The same philosophy unfurls further on the second release of this era, “If It Only Gets Better” — an almost-ambient snippet of soft instrumentals drifting in space for a minute and eight seconds, blissfully unanchored by a beginning, an ending or the very notion of a chorus. If it packs a bite, it’s the soft and sleepy kind, too discernible to be fully overlooked yet not quite developed enough to warrant a closer inspection. Taken together, the two singles resonate more as album teasers and less as songs, leaving the listener wondering whether the decision-making behind them is rooted in clever design or something more akin to laziness. 

But if “Pixelated Kisses” reads like a fresh current and “If It Only Gets Better” lingers in the liminal filler space, neither elevating nor drowning the upcoming record, the third single, “Past Won’t Leave My Bed,” lands squarely in the unsettlingly familiar territory. It’s the only track of this rollout that could pass as a full-length song, and yet, somehow, the least interesting. The energy that once felt introspective now rings recycled: the same stuttering melancholy shrouded in the same mid-tempo haze, but without the bent-but-unbroken backbone of feeling that made Joji’s earlier work ache. This release cycle, having started with an imperfect but confident step forward, slipped into a muted decrescendo long before the full album had a chance to face the world. It is, however, unclear what would stand better as the first post-hiatus release: a collection of snippets optimized for short-form content or a mixed bag of old emotions pacing the same room, still hoping to sound profound. Across his three new singles, Joji tries to offer bite-sized samples of both — and none of them quite land. 

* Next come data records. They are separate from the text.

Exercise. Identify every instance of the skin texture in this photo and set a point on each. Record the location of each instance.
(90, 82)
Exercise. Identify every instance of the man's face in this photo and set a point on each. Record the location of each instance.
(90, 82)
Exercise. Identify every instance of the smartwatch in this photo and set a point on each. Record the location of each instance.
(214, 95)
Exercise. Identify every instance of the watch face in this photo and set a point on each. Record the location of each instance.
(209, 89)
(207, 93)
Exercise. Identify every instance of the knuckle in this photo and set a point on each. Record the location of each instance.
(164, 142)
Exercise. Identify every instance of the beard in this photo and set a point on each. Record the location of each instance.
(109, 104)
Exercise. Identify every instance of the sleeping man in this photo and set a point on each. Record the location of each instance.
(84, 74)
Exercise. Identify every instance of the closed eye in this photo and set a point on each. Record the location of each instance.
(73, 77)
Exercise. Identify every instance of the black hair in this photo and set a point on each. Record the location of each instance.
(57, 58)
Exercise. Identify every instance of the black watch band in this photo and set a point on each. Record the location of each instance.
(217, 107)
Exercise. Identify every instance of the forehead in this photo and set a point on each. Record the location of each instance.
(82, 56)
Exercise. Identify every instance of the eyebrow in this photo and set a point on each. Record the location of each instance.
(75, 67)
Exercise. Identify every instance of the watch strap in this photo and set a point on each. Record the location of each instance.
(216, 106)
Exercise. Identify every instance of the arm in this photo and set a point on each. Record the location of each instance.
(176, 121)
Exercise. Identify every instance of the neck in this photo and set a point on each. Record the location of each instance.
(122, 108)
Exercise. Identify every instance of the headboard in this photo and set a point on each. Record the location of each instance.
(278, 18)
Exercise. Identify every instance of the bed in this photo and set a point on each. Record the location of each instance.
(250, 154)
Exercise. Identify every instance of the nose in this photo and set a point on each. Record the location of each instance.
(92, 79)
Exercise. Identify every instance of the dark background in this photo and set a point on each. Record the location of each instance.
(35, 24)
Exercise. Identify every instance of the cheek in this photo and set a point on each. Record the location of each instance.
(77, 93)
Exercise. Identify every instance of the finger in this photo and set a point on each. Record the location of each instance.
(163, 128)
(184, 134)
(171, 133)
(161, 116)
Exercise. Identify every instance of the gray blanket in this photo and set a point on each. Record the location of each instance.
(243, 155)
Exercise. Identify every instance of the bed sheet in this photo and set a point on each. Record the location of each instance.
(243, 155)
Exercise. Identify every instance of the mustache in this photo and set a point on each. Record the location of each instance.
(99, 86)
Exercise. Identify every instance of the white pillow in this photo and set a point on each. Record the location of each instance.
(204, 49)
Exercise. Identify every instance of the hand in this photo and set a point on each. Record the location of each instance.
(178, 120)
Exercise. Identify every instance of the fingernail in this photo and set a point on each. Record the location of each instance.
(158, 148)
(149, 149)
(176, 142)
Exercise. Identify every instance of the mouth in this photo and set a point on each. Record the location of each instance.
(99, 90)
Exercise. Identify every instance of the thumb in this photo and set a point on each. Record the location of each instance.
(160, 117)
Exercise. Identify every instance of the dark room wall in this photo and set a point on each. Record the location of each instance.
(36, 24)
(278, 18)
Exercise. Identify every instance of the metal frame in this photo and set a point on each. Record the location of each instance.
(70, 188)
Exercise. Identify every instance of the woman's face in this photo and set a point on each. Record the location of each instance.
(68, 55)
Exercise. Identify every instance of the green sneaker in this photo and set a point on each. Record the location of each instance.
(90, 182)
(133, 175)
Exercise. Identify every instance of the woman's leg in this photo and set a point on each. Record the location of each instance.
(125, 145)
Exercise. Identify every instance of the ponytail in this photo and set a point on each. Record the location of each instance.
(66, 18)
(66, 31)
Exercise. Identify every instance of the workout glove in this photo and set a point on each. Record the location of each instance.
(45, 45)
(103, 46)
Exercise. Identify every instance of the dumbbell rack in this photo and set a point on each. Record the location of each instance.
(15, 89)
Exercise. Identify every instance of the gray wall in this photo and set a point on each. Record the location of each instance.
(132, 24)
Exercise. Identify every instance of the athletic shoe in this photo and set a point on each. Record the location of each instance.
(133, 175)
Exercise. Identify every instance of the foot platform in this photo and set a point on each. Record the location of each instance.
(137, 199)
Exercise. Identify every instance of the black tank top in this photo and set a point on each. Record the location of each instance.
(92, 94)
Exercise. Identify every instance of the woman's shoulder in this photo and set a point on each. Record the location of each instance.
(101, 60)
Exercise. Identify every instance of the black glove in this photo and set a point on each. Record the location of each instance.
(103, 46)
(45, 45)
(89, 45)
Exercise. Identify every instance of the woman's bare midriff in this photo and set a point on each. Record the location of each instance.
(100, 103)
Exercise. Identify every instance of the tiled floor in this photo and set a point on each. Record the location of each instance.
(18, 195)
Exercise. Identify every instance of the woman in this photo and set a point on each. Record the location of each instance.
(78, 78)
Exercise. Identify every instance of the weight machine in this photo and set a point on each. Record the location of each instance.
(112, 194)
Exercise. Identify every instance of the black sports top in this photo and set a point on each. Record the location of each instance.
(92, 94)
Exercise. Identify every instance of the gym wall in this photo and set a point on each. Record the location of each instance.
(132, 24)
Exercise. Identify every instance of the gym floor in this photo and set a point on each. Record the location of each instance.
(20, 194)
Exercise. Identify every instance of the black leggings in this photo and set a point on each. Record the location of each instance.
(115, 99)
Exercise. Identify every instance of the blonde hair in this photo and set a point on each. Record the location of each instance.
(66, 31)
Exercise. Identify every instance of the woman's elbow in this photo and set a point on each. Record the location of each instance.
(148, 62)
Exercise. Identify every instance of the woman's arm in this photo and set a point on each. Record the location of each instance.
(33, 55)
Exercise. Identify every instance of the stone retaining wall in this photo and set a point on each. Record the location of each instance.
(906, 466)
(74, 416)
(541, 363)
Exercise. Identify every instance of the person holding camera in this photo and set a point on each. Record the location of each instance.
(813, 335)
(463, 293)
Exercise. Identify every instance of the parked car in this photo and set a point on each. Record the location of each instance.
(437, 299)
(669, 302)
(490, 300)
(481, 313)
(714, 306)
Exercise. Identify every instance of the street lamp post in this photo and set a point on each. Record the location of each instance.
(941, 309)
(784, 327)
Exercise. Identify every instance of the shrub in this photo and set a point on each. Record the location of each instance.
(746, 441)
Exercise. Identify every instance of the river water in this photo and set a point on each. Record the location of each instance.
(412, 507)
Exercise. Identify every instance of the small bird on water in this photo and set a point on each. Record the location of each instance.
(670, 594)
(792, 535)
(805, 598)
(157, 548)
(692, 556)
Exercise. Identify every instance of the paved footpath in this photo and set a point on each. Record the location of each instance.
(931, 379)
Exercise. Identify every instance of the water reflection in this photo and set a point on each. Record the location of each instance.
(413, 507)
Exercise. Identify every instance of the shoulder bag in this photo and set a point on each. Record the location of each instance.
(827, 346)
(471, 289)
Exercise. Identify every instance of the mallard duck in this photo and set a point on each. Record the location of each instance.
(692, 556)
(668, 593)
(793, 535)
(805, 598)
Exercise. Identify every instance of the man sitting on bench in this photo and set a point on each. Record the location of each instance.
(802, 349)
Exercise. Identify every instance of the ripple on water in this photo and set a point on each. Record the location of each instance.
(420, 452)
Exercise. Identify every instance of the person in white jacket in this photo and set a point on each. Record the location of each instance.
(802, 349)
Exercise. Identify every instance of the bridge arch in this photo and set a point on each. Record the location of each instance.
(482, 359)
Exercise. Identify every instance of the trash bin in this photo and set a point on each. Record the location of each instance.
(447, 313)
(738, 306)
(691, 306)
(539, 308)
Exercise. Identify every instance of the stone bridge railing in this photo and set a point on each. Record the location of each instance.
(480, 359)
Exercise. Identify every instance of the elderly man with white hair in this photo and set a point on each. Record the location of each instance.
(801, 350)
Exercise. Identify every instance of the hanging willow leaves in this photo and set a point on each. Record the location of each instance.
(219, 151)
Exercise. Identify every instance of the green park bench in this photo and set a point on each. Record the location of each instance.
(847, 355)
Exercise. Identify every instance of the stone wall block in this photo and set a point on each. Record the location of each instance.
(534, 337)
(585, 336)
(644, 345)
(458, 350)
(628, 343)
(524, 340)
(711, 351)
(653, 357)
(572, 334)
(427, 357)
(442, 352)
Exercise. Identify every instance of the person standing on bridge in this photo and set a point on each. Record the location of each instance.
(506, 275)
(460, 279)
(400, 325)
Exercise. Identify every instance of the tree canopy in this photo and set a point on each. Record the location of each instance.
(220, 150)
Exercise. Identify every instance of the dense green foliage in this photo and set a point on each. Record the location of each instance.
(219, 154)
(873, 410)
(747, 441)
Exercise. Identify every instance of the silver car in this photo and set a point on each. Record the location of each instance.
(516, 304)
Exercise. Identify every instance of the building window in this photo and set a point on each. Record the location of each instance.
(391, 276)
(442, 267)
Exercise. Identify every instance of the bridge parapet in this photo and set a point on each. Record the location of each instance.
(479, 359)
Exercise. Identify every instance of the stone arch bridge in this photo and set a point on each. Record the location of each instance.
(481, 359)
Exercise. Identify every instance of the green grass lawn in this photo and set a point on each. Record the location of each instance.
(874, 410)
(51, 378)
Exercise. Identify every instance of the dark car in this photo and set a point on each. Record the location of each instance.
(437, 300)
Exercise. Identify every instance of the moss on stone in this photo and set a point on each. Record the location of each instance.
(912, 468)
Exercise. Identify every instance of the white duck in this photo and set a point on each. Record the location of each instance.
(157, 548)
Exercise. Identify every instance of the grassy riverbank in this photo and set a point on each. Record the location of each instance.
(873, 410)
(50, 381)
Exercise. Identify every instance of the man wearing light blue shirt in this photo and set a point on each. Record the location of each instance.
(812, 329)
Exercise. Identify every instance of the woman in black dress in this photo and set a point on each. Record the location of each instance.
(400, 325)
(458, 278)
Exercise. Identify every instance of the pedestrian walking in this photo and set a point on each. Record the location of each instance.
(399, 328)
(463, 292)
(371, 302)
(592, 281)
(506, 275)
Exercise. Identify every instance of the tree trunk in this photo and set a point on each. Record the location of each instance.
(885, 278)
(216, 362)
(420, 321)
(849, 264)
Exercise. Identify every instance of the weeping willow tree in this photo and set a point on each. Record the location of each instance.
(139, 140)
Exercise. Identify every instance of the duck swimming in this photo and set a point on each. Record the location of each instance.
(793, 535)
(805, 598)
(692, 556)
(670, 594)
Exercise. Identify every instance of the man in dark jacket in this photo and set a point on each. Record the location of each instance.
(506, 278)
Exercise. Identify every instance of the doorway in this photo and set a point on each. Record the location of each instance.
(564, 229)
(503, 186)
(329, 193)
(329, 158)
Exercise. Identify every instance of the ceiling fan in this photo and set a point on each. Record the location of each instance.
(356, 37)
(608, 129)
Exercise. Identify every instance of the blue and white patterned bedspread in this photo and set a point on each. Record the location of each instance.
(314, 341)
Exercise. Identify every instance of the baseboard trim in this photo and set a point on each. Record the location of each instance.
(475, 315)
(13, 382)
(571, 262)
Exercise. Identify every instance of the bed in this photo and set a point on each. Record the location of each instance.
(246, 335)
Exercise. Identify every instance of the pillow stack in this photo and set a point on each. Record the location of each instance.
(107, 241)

While one is allowed a dose of cautious optimism, the recently announced runtime of the upcoming record hints at more of the same. Clocking in at 45 minutes that somehow manage to contain 21 vacuum-packed tracks, the album promises to be compact — perhaps too compact for a post-hiatus long-play with ambitions to fulfill. It’s true that music does not operate in a rule-driven space and not every record needs to compete for a Guinness record in duration, but it seems that Joji, while breaking away from the shackles of radio replayability, voluntarily situates himself in a digital purgatory of soundtracks for YouTube shorts. Is becoming background music to an attention economy an inevitability for a 21st-century artist, or does it sometimes take the shape of a personal and voluntarily made choice? For Joji, joining the digital fatigue war on the side of digital fatigue seems to be the answer.